Certainly playing basketball in a gym without spectators is something most people have done many times. You grow up playing that way.
But for NBA players, doing their work with no fans in the stands is a different deal. No cheering, no booing, no energy.
So how did that feel for the Trail Blazers during Thursday's scrimmage vs. the Indiana Pacers? Different, but it doesn't take long for NBA players to get so deep into the game that the atmosphere is out of sight and out of mind.
"Obviously, a huge difference," Damian Lillard said. "Warming up, empty arena, it was pretty quiet. It was different for that reason. When the game started, I just got lost into the game. Didn't think much of it."

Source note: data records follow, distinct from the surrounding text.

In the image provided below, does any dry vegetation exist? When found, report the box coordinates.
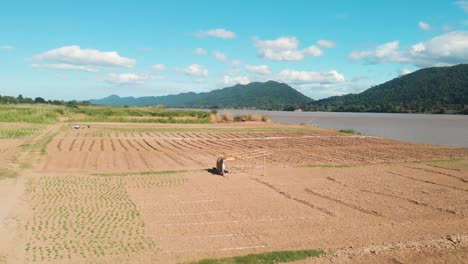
[0,104,468,264]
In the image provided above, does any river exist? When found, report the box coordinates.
[220,110,468,147]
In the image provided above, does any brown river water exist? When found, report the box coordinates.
[220,109,468,147]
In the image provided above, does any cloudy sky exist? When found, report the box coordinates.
[0,0,468,100]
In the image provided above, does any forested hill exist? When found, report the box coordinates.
[305,64,468,114]
[90,81,313,110]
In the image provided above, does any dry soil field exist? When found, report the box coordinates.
[0,122,468,264]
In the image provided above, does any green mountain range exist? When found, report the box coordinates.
[90,64,468,114]
[90,81,312,110]
[307,64,468,114]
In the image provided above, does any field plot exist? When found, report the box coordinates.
[43,124,466,172]
[121,161,468,263]
[0,123,468,264]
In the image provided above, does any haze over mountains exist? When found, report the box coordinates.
[91,64,468,114]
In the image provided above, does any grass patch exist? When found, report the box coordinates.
[338,129,361,135]
[21,132,59,155]
[68,116,211,124]
[68,106,211,124]
[0,127,41,138]
[198,250,326,264]
[0,105,65,124]
[91,170,200,177]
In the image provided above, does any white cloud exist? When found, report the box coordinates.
[317,39,336,49]
[254,37,323,61]
[418,21,431,31]
[400,68,413,75]
[454,1,468,12]
[33,46,136,67]
[223,75,250,85]
[107,73,151,85]
[183,64,208,77]
[245,65,271,75]
[350,41,400,60]
[279,70,345,85]
[349,31,468,67]
[442,25,453,32]
[211,51,227,62]
[231,60,242,67]
[31,63,99,72]
[151,64,166,71]
[0,45,15,50]
[193,48,208,55]
[197,28,236,39]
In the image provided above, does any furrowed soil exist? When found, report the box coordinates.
[0,122,468,264]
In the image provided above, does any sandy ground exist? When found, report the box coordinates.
[0,123,468,263]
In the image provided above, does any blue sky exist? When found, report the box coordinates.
[0,0,468,100]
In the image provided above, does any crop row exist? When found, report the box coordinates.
[0,127,41,139]
[95,127,317,133]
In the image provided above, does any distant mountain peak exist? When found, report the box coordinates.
[91,80,312,110]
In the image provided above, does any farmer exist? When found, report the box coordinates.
[216,157,227,176]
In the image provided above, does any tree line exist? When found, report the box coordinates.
[0,94,90,107]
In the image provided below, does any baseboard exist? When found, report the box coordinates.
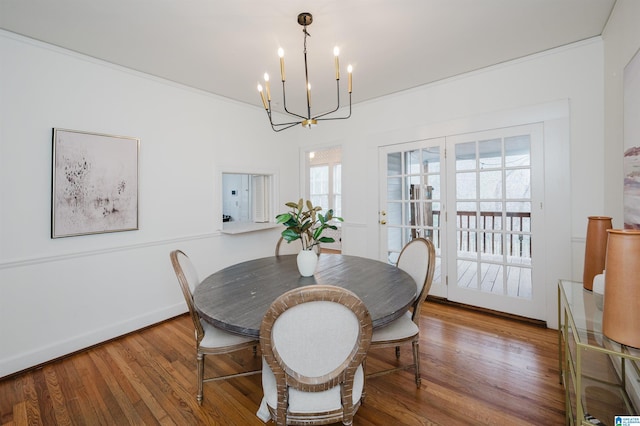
[427,296,548,328]
[0,302,186,379]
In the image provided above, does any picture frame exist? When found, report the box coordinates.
[51,128,140,238]
[623,47,640,229]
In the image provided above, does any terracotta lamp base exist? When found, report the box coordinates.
[602,229,640,348]
[582,216,613,290]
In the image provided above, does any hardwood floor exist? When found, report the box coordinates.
[0,302,564,426]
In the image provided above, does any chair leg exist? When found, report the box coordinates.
[196,353,204,405]
[412,340,422,388]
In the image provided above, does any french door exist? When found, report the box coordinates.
[380,125,545,319]
[379,138,447,297]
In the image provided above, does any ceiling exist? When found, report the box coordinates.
[0,0,615,116]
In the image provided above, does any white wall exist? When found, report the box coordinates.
[603,0,640,228]
[5,4,640,377]
[292,38,605,327]
[0,32,299,377]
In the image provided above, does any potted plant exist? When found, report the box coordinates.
[276,198,343,277]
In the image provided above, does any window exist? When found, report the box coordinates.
[222,173,275,223]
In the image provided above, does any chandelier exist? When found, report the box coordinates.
[258,12,353,132]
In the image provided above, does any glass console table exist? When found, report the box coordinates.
[558,280,640,426]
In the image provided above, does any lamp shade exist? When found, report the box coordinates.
[602,229,640,348]
[582,216,613,290]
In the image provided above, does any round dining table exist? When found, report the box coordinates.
[193,253,417,338]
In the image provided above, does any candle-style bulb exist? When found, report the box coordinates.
[278,47,285,82]
[264,73,271,102]
[333,46,340,80]
[258,83,269,111]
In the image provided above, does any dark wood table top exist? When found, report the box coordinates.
[193,253,416,338]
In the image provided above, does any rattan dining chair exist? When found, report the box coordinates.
[258,285,372,425]
[367,238,436,388]
[170,250,260,404]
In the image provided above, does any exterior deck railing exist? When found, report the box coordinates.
[427,210,531,258]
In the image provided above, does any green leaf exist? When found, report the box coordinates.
[285,201,298,209]
[276,213,292,223]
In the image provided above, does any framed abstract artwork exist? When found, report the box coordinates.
[623,49,640,229]
[51,128,140,238]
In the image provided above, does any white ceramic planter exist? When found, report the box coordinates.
[297,250,318,277]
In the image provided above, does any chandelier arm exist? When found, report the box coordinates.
[315,93,351,121]
[267,102,301,132]
[313,79,340,120]
[282,81,307,120]
[258,12,351,132]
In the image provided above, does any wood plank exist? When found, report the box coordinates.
[0,301,564,426]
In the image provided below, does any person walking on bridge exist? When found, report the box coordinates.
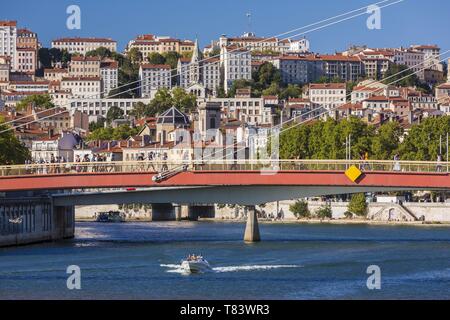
[393,153,401,171]
[436,154,442,172]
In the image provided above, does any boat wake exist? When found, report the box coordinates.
[160,264,302,273]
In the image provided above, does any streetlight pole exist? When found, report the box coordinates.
[447,132,449,172]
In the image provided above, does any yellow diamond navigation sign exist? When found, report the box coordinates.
[345,165,362,182]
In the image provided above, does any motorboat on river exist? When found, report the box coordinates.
[95,211,125,222]
[181,255,211,273]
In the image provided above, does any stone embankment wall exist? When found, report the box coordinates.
[0,197,75,247]
[216,200,450,223]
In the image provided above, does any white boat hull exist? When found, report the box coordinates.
[181,260,211,273]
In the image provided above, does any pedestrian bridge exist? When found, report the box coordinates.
[0,160,450,204]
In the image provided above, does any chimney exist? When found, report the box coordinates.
[159,131,166,146]
[408,111,414,124]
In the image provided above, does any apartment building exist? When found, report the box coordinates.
[212,32,310,54]
[220,46,252,92]
[126,34,195,57]
[316,54,364,81]
[16,29,40,74]
[309,83,347,110]
[61,76,102,99]
[15,48,38,75]
[411,45,444,72]
[44,68,69,81]
[394,48,427,81]
[273,56,310,84]
[52,38,117,55]
[100,59,119,96]
[69,56,101,77]
[8,80,50,94]
[0,21,17,71]
[139,64,172,98]
[208,89,278,125]
[67,98,151,117]
[177,41,220,98]
[0,56,11,83]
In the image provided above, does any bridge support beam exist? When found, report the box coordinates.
[152,203,176,221]
[244,206,261,243]
[173,204,182,221]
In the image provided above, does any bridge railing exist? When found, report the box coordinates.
[0,160,450,177]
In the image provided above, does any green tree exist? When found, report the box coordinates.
[0,117,31,165]
[348,193,367,216]
[148,52,166,64]
[289,200,311,219]
[106,106,124,123]
[16,94,55,110]
[279,125,311,159]
[315,204,333,219]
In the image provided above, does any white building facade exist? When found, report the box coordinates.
[0,21,17,70]
[52,38,117,55]
[139,64,172,98]
[220,46,252,92]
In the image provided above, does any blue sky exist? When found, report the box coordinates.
[0,0,450,53]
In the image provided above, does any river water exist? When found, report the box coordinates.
[0,222,450,299]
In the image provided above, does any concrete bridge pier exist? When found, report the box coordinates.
[244,206,261,243]
[173,204,182,221]
[152,203,177,221]
[188,205,216,221]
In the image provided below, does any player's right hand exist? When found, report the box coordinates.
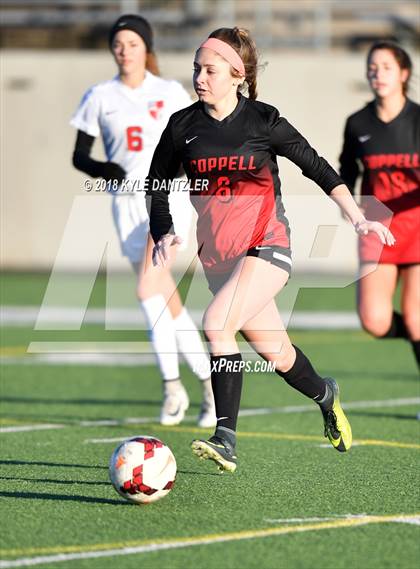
[103,162,126,182]
[355,219,396,247]
[152,233,182,267]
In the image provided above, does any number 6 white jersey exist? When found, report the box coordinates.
[70,71,191,179]
[70,71,192,262]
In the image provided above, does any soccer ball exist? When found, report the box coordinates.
[109,435,176,504]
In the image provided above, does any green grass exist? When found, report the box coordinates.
[0,272,355,310]
[0,327,420,569]
[0,274,420,569]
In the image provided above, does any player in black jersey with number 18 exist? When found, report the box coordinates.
[340,41,420,366]
[149,28,394,472]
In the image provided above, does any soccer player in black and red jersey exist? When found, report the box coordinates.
[145,28,394,472]
[340,41,420,365]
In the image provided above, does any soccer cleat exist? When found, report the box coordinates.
[197,400,217,429]
[191,436,237,472]
[321,377,352,452]
[159,386,190,426]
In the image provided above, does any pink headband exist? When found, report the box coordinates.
[199,38,245,77]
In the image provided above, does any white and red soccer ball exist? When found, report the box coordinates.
[109,436,176,504]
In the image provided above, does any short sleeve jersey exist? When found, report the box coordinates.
[70,71,191,179]
[149,96,342,272]
[340,99,420,212]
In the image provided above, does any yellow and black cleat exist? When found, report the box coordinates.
[321,377,353,452]
[191,436,237,472]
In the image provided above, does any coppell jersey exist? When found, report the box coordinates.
[70,71,191,180]
[340,99,420,264]
[148,96,342,272]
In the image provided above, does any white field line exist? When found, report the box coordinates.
[0,397,420,434]
[263,512,368,524]
[0,306,360,330]
[0,514,417,569]
[394,516,420,526]
[0,423,67,433]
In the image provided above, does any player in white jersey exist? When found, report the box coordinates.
[71,15,216,427]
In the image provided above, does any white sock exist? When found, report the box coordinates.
[173,308,210,380]
[140,294,179,380]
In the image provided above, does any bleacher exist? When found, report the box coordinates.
[0,0,420,51]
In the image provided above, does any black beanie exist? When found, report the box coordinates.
[108,14,153,53]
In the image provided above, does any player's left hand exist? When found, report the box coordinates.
[354,219,395,246]
[152,233,182,267]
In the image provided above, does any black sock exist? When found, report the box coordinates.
[276,346,332,406]
[381,310,408,340]
[410,340,420,368]
[210,354,243,431]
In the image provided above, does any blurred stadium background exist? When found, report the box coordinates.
[0,0,420,273]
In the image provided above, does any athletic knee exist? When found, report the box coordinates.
[268,345,296,371]
[136,274,157,301]
[402,307,420,340]
[359,309,392,338]
[202,310,237,344]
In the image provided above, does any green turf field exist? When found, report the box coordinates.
[0,276,420,569]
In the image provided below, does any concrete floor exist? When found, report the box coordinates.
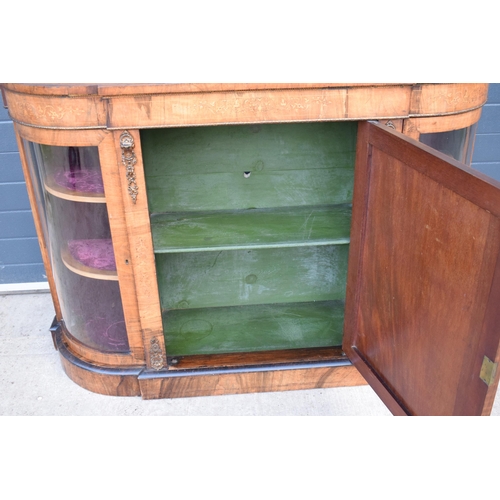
[0,293,500,416]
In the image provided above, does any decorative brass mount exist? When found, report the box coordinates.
[149,337,164,370]
[120,130,139,203]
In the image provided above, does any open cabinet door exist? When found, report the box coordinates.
[343,122,500,415]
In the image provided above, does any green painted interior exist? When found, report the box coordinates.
[151,205,351,253]
[141,122,356,213]
[156,245,349,310]
[163,301,344,356]
[141,122,357,356]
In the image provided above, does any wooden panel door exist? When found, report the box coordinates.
[343,123,500,415]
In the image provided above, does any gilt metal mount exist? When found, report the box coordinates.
[120,130,139,203]
[149,337,164,370]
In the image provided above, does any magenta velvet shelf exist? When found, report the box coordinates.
[61,239,118,281]
[45,169,106,203]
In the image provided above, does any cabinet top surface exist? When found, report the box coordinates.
[2,83,415,96]
[2,83,488,130]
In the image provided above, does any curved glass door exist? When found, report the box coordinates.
[24,141,129,352]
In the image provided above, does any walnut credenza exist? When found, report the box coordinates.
[2,84,500,415]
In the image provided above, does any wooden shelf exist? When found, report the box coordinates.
[61,240,118,281]
[163,301,344,356]
[44,173,106,203]
[151,205,351,253]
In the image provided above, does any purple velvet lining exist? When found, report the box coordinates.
[68,239,116,271]
[54,170,104,194]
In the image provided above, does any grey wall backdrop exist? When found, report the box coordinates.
[0,83,500,285]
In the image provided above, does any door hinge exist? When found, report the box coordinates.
[479,356,498,386]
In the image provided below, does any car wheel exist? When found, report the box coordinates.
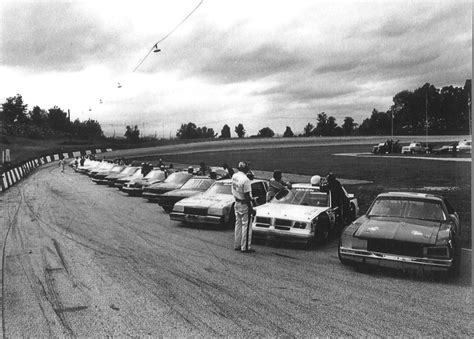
[448,238,461,278]
[315,216,331,242]
[337,240,351,266]
[226,205,235,228]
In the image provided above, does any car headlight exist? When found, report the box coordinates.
[293,221,306,229]
[423,246,449,259]
[207,207,224,215]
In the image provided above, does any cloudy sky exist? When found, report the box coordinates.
[0,0,472,137]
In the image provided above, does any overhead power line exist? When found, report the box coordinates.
[133,0,204,72]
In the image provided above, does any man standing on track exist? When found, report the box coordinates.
[232,162,255,253]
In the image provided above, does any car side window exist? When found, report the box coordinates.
[444,199,456,214]
[252,182,267,205]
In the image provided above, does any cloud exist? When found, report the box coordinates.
[1,2,140,72]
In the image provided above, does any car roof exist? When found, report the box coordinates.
[216,179,267,184]
[291,183,319,190]
[377,192,443,200]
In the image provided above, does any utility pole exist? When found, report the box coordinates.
[425,90,428,147]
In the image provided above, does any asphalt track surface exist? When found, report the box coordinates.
[0,164,474,337]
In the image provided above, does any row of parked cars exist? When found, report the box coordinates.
[72,160,460,275]
[372,139,472,154]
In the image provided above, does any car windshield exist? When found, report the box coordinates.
[367,197,446,221]
[145,170,166,180]
[110,165,123,173]
[181,178,214,191]
[164,172,191,185]
[206,181,232,194]
[271,187,329,207]
[120,167,138,175]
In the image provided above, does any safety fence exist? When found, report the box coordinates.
[0,148,112,192]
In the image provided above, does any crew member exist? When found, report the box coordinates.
[221,163,234,179]
[232,162,255,253]
[320,173,350,223]
[267,170,291,201]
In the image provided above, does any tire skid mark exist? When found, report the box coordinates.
[19,186,125,258]
[2,190,23,338]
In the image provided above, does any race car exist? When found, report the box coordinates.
[338,192,461,275]
[252,183,358,245]
[170,179,268,226]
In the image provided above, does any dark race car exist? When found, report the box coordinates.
[338,192,461,275]
[142,172,193,202]
[157,176,215,212]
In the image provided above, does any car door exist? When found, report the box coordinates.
[252,181,267,206]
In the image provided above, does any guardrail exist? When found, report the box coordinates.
[0,148,112,192]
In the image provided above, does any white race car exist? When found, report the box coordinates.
[170,179,268,226]
[252,184,358,244]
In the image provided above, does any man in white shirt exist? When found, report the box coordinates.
[232,162,255,253]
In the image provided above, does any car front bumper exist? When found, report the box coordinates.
[122,186,143,195]
[339,247,453,271]
[170,212,225,225]
[252,224,314,241]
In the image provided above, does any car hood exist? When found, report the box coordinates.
[147,182,183,192]
[162,189,200,198]
[179,194,235,208]
[354,217,441,244]
[256,203,329,222]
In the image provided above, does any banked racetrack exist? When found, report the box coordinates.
[0,164,474,337]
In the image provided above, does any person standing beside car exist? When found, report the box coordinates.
[232,162,255,253]
[267,170,291,202]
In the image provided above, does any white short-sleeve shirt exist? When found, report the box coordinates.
[232,172,252,200]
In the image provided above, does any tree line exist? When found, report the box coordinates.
[2,79,471,142]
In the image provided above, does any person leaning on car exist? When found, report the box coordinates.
[320,173,349,223]
[232,162,255,253]
[267,170,291,202]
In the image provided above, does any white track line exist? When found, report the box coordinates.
[334,153,472,162]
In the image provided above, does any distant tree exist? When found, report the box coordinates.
[257,127,275,138]
[303,122,314,137]
[176,122,197,139]
[196,126,217,139]
[314,112,328,135]
[235,124,245,138]
[47,106,69,132]
[342,117,357,135]
[176,122,217,139]
[124,125,140,142]
[30,106,47,126]
[283,126,295,138]
[2,94,28,123]
[219,124,230,139]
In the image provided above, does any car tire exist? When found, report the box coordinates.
[448,237,461,279]
[225,205,235,228]
[314,215,330,243]
[337,240,351,266]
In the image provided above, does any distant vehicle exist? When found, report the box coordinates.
[105,166,141,187]
[372,140,402,154]
[91,164,125,185]
[156,176,215,213]
[456,140,471,153]
[252,183,358,244]
[431,143,457,154]
[170,179,268,226]
[402,142,431,154]
[142,172,193,202]
[338,192,461,275]
[122,168,166,196]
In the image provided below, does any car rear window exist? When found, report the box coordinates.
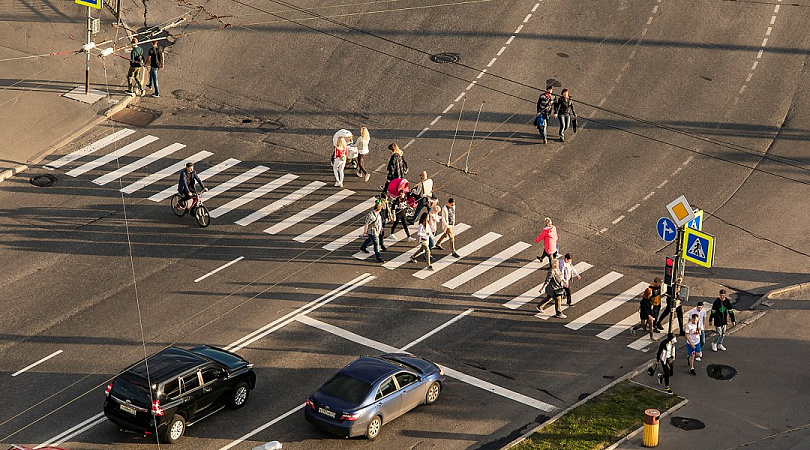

What was noticeable on television was the backgrounds behind the baskets, which were done in the color (yellow) of Indiana, the designated home team. That appeared as if it might be distracting.
"A few times, it was light in the background and it looked weird seeing it through the glass," Lillard said.
He said officials asked for his input about the setup.
"When they asked me about it, I mentioned it to them. Pretty sure it won't be that way going forward."
Zach Collins asked out of any discussion about the shooting background.
"I didn't shoot anything outside the paint in that game so maybe I will give you a better answer when I do get some looks," Collins said with a laugh.
Collins, like Lillard, pointed out the difference in an arena with no spectators.
"The whole atmosphere was kind of weird for sure," he said. "No fans. Even when they tried to put fans on the screen when Indiana scored, they would be throwing highlights up there and usually that's on a Jumbotron. So when you're running down the court, you don't see that.
"But now, you can be worried about your play and out of the corner of your eye you see something going on, on the screen. I don't know if they'll change that, I know they're using these games as a learning process but it was definitely a little funky."
Again, though, pros have the ability to tune out the static.
"You're worried about so much in the game, guys are so talented in the league, whether it's a scrimmage or not, you kind of get lost in the game," Collins said.
Coach Terry Stotts had the sideline view and liked what he saw.
"I was impressed with it," Stotts said. "I think everybody was adjusting to the lighting. Just the actual light, before the game. I heard some players talk about that.
"All the ambience they had in, I think it's going to be different for regular-season games, once they start.
"But more than anything else, it's very unique. It just takes a little while to get used to, but I think the league has at least made it seem like an exciting environment, even though you're playing in an empty gym."
And even as a TV viewer, it's much the way the players see it after a while. You get into the game and the peripheral stuff is largely forgotten.